RHYS
Je suis entré dans le café, comme d'habitude, et je m'installe au comptoir. Isabela est derrière, occupée à préparer un café pour un client, et comme d'habitude, elle a cet air espiègle. Dès que mes yeux se sont posés sur elle, je sais que je vais encore passer un moment intéressant.
Elle dépose une tasse devant moi, et je remarque tout de suite que la mousse a pris une forme un peu... particulière. Un pingouin. Un putain de pingouin.
-Ah, le zoo est de retour ? je lance, levant un sourcil tout en attrapant la tasse.
Elle se penche un peu, un sourire malicieux sur le visage.
-Ouais, le zoo est en grève aujourd'hui,dit-elle avec un ton faussement sérieux. Le pingouin est en charge des revendications. Il réclame plus de sardines dans son café.
Je la fixe, sans comprendre.
-La grève des pingouins, sérieusement ?
Elle hausse les épaules, un air un peu trop sérieux pour ce qu'elle raconte.
-Eh bien, c'est une question de droits des animaux. Les éléphants, les lions... tous en grève, tu sais. Il fallait bien qu'on trouve une solution, et le pingouin s'est porté volontaire.
Je secoue la tête, mais ça me fait sourire malgré moi.
-Et toi, tu prends ça au sérieux ?
Elle éclate de rire.
-Bien sûr ! Le zoo a besoin de réformes, Rhys. Les animaux ne sont pas traités avec respect. D'ailleurs, c'est pour ça que j'ai aussi fait un chat en mousse aujourd'hui. Un petit chat. Parce qu'il faut bien un peu de douceur au milieu de tout ça.
Je prends une gorgée de mon café, observant le pingouin dans ma tasse, un sourire en coin qui menace de se dessiner sur mon visage.
-Un chat maintenant, vraiment ? C'est un vrai cirque ici.
Elle acquiesce, tout en essuyant une cuillère.
-Exactement. C'est un véritable cirque... et moi, je suis la directrice de tout ça. Le zoo est en grève, donc aujourd'hui, j'ai fait un chat, mais le pingouin reste le chef.
Je souris enfin, lâchant un petit rire.
-Donc, le pingouin est le leader des revendications ? C'est... un peu particulier.
Elle s'appuie contre le comptoir et, d'un air nonchalant, ajoute :
-Ben, tu sais, c'est le dernier animal que j'ai fait quand tu es revenu de ton voyage. C'était le symbole de la lutte pour la justice animale. Il fallait bien qu'il prenne la tête du mouvement.
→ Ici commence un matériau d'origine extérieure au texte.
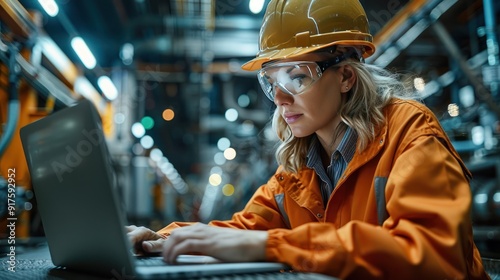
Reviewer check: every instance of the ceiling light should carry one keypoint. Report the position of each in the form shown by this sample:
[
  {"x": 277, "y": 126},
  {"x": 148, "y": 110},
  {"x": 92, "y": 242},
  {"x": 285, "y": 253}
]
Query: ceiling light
[
  {"x": 256, "y": 6},
  {"x": 107, "y": 87},
  {"x": 50, "y": 7},
  {"x": 83, "y": 52}
]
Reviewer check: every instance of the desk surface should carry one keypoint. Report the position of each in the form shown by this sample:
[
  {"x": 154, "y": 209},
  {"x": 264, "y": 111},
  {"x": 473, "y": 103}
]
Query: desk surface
[{"x": 34, "y": 262}]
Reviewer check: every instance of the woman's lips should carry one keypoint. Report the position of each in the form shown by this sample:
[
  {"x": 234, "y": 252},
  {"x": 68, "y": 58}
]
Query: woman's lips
[{"x": 291, "y": 118}]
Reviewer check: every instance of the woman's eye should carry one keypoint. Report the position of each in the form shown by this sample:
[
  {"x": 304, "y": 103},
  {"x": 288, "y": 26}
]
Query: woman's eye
[{"x": 300, "y": 81}]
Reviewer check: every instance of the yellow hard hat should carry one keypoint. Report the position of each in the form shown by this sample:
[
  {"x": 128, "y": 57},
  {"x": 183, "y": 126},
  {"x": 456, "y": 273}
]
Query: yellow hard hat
[{"x": 295, "y": 27}]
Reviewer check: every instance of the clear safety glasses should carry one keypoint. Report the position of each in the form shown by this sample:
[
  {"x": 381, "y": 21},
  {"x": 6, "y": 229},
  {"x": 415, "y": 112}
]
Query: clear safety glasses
[{"x": 293, "y": 77}]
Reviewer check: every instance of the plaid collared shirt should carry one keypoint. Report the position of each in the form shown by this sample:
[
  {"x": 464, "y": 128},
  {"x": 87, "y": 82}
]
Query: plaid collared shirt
[{"x": 338, "y": 161}]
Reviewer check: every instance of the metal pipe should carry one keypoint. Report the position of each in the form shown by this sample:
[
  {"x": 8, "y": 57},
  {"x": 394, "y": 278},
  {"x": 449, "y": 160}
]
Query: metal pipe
[{"x": 490, "y": 26}]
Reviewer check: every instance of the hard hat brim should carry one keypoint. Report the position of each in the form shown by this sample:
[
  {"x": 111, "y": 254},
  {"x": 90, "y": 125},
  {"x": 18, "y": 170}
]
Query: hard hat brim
[{"x": 269, "y": 55}]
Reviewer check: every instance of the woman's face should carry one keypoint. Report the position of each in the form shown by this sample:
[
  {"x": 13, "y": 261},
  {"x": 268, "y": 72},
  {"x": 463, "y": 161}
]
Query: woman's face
[{"x": 315, "y": 110}]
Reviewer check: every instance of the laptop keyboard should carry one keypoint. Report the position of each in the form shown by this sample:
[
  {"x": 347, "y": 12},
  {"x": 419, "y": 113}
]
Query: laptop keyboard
[
  {"x": 271, "y": 276},
  {"x": 150, "y": 261}
]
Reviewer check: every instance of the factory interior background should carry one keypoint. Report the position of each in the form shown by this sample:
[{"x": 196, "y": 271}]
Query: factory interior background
[{"x": 188, "y": 129}]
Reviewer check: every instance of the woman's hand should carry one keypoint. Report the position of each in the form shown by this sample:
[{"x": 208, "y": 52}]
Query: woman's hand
[
  {"x": 225, "y": 244},
  {"x": 144, "y": 240}
]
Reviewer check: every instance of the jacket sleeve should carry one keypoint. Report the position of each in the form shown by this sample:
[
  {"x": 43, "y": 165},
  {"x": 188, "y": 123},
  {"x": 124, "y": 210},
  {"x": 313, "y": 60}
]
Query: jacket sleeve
[
  {"x": 427, "y": 235},
  {"x": 260, "y": 213}
]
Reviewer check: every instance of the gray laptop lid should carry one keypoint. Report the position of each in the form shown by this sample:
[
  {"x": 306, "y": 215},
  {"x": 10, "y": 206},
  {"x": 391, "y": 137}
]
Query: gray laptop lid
[
  {"x": 71, "y": 175},
  {"x": 77, "y": 197}
]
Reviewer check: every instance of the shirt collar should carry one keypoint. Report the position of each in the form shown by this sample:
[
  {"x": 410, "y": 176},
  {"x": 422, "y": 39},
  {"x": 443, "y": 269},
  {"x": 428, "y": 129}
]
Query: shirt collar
[{"x": 346, "y": 148}]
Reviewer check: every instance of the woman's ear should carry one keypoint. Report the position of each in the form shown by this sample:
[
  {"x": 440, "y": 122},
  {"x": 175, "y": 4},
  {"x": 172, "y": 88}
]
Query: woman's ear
[{"x": 348, "y": 78}]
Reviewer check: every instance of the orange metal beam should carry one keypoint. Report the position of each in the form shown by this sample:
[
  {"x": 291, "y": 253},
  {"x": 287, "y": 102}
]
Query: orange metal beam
[{"x": 386, "y": 32}]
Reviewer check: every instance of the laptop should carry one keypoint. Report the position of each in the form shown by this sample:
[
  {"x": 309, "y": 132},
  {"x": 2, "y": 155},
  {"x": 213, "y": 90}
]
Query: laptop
[{"x": 80, "y": 207}]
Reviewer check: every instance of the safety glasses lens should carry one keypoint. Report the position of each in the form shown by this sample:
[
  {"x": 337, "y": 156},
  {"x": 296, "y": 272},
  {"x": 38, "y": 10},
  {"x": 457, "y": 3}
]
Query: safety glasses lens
[{"x": 292, "y": 77}]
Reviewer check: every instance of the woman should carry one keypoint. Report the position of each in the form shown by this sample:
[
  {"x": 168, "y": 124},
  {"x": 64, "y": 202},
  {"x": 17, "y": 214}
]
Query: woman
[{"x": 369, "y": 185}]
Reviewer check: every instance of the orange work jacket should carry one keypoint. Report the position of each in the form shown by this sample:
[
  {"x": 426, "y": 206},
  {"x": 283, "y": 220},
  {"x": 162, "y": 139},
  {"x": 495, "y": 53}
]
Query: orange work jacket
[{"x": 401, "y": 210}]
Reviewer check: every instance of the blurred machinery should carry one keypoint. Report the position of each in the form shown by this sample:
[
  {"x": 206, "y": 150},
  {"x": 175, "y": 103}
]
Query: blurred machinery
[{"x": 193, "y": 175}]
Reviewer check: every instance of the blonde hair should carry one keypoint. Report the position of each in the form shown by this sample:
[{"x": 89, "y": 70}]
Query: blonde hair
[{"x": 374, "y": 88}]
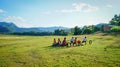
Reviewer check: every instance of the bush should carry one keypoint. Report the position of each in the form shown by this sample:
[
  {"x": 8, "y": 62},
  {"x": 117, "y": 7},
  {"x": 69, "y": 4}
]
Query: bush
[{"x": 115, "y": 29}]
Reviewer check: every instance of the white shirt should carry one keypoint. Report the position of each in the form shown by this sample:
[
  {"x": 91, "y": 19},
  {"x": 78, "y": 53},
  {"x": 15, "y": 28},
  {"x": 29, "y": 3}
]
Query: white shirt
[{"x": 84, "y": 39}]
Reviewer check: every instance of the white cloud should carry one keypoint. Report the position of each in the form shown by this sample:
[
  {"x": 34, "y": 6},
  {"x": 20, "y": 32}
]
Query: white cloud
[
  {"x": 109, "y": 6},
  {"x": 19, "y": 21},
  {"x": 15, "y": 19},
  {"x": 2, "y": 11},
  {"x": 80, "y": 7},
  {"x": 47, "y": 12}
]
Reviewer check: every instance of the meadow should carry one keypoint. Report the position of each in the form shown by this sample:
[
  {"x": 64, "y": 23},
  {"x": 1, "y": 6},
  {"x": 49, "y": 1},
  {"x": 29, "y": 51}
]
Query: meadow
[{"x": 36, "y": 51}]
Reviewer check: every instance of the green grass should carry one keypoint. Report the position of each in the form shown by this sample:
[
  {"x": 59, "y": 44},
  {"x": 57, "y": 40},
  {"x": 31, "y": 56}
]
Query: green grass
[{"x": 36, "y": 51}]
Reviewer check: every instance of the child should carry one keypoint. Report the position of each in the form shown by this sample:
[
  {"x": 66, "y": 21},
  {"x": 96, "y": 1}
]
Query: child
[
  {"x": 59, "y": 42},
  {"x": 79, "y": 42},
  {"x": 71, "y": 41},
  {"x": 75, "y": 41},
  {"x": 84, "y": 40}
]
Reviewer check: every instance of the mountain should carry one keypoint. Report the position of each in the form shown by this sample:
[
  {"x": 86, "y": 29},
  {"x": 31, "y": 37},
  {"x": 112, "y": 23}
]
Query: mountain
[{"x": 6, "y": 27}]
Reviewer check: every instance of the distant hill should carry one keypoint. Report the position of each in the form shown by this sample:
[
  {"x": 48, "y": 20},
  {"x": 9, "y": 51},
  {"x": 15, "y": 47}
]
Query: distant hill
[{"x": 6, "y": 27}]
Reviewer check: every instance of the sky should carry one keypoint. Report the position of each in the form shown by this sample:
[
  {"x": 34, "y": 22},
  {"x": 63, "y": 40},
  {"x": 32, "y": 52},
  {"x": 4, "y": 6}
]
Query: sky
[{"x": 66, "y": 13}]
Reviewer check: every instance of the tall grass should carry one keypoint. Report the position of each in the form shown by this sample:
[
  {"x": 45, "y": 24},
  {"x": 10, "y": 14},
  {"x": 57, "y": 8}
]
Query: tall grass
[{"x": 36, "y": 51}]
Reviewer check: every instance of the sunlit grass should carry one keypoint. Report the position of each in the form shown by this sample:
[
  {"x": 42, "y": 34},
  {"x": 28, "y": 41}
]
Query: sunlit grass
[{"x": 36, "y": 51}]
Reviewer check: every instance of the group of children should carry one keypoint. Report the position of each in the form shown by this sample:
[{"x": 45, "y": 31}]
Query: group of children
[{"x": 73, "y": 41}]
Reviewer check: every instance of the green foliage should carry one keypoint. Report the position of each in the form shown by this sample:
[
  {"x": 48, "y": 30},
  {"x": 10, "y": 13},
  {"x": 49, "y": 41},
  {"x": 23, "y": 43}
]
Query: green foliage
[
  {"x": 36, "y": 51},
  {"x": 115, "y": 20},
  {"x": 115, "y": 29},
  {"x": 60, "y": 32},
  {"x": 77, "y": 30}
]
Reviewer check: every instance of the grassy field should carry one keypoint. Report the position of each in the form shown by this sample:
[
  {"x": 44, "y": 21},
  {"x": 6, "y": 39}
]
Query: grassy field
[{"x": 36, "y": 51}]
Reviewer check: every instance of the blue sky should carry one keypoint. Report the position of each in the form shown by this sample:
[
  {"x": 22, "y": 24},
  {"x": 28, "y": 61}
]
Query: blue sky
[{"x": 67, "y": 13}]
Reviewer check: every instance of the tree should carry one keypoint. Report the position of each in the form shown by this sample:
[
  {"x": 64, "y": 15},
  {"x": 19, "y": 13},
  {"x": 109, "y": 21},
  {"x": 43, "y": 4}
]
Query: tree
[
  {"x": 115, "y": 20},
  {"x": 77, "y": 30},
  {"x": 60, "y": 32}
]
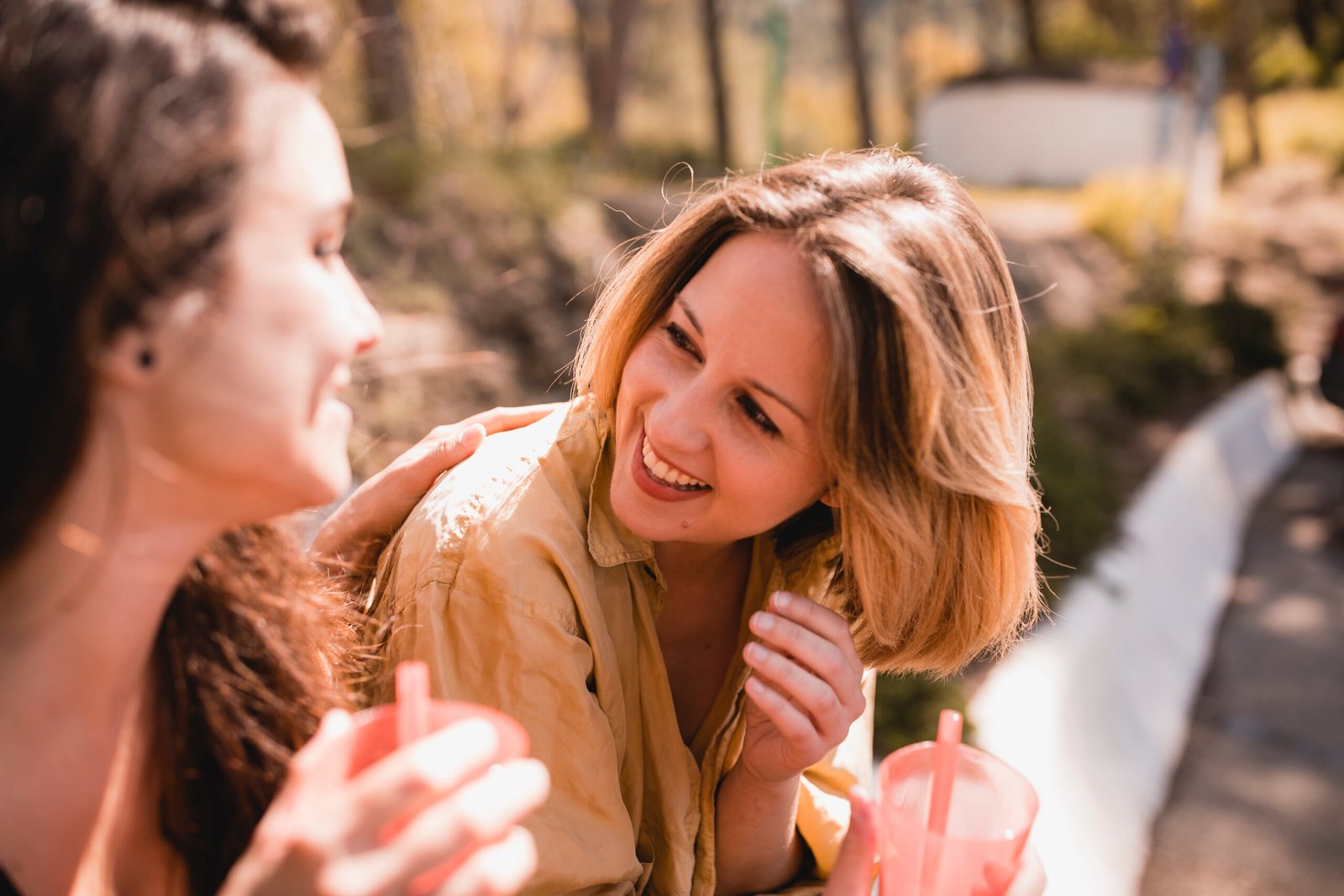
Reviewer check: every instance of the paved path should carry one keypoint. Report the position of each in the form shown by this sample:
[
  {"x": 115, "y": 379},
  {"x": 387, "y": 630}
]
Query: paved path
[{"x": 1257, "y": 805}]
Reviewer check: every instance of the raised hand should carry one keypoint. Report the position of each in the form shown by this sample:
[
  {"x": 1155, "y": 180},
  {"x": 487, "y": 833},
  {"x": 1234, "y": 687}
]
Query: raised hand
[
  {"x": 437, "y": 805},
  {"x": 806, "y": 688}
]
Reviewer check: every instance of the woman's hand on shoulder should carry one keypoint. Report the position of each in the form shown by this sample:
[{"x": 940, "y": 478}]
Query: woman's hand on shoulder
[
  {"x": 358, "y": 530},
  {"x": 806, "y": 688},
  {"x": 440, "y": 805}
]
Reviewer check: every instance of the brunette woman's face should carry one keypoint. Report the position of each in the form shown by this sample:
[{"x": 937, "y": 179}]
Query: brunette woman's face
[
  {"x": 249, "y": 403},
  {"x": 717, "y": 418}
]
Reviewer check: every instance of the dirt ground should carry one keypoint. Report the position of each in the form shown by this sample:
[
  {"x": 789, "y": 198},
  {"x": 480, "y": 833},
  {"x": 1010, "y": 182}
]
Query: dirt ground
[{"x": 1257, "y": 805}]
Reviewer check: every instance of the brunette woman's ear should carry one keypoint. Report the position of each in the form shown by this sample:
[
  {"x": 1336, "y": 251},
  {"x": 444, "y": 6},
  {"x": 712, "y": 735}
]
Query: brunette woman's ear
[
  {"x": 136, "y": 352},
  {"x": 129, "y": 358}
]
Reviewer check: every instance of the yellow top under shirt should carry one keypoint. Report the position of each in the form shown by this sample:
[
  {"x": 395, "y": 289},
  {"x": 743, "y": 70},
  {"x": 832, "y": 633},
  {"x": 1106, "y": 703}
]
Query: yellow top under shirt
[{"x": 519, "y": 587}]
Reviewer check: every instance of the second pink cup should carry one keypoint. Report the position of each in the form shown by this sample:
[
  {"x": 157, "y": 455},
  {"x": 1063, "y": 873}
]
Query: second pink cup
[{"x": 988, "y": 820}]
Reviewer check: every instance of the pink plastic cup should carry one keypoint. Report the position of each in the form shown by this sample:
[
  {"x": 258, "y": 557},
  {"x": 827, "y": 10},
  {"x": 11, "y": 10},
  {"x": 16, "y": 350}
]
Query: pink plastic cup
[
  {"x": 987, "y": 825},
  {"x": 380, "y": 731}
]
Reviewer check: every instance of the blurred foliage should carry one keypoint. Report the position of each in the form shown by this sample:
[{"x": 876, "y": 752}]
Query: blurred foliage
[
  {"x": 1159, "y": 358},
  {"x": 1132, "y": 211},
  {"x": 1074, "y": 31},
  {"x": 907, "y": 708},
  {"x": 1290, "y": 123},
  {"x": 1284, "y": 62}
]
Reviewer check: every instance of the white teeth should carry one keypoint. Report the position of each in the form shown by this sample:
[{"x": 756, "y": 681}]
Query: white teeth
[{"x": 663, "y": 470}]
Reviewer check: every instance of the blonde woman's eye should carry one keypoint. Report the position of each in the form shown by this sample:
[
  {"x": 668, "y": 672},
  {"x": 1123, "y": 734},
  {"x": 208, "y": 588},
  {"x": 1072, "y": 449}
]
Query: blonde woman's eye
[
  {"x": 757, "y": 416},
  {"x": 327, "y": 249},
  {"x": 678, "y": 338}
]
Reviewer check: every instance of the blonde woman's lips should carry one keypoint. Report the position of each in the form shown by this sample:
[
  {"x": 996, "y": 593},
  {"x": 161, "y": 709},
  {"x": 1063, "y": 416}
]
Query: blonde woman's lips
[{"x": 660, "y": 479}]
Je fronce les sourcils, un peu surpris.
-C'est pour ça que t'as fait un pingouin alors... Je me demande si c'est vraiment une question de sardines ou juste un message caché.
-Peut-être un peu des deux, qui sait ? Dit-t-elle en me lançant un regard malicieux.
Un silence s'installe un instant. Je suis là, avec mon café, en train de rire intérieurement. Elle est étrange, mais c'est ce qui me plaît un peu plus à chaque fois. Cette fille, avec ses histoires absurdes, son regard léger sur le monde... C'est comme si elle m'enlevait un peu de ma routine et de mon sérieux.
Je la regarde, un peu moins sur la défensive cette fois.
-Tu sais, t'es vraiment mystérieuse, Isabela. Même avec ton zoo en grève.
Elle sourit, sa tête légèrement inclinée.
-Tout le monde a ses secrets, Rhys. Peut-être que le zoo n'est qu'une partie des miens.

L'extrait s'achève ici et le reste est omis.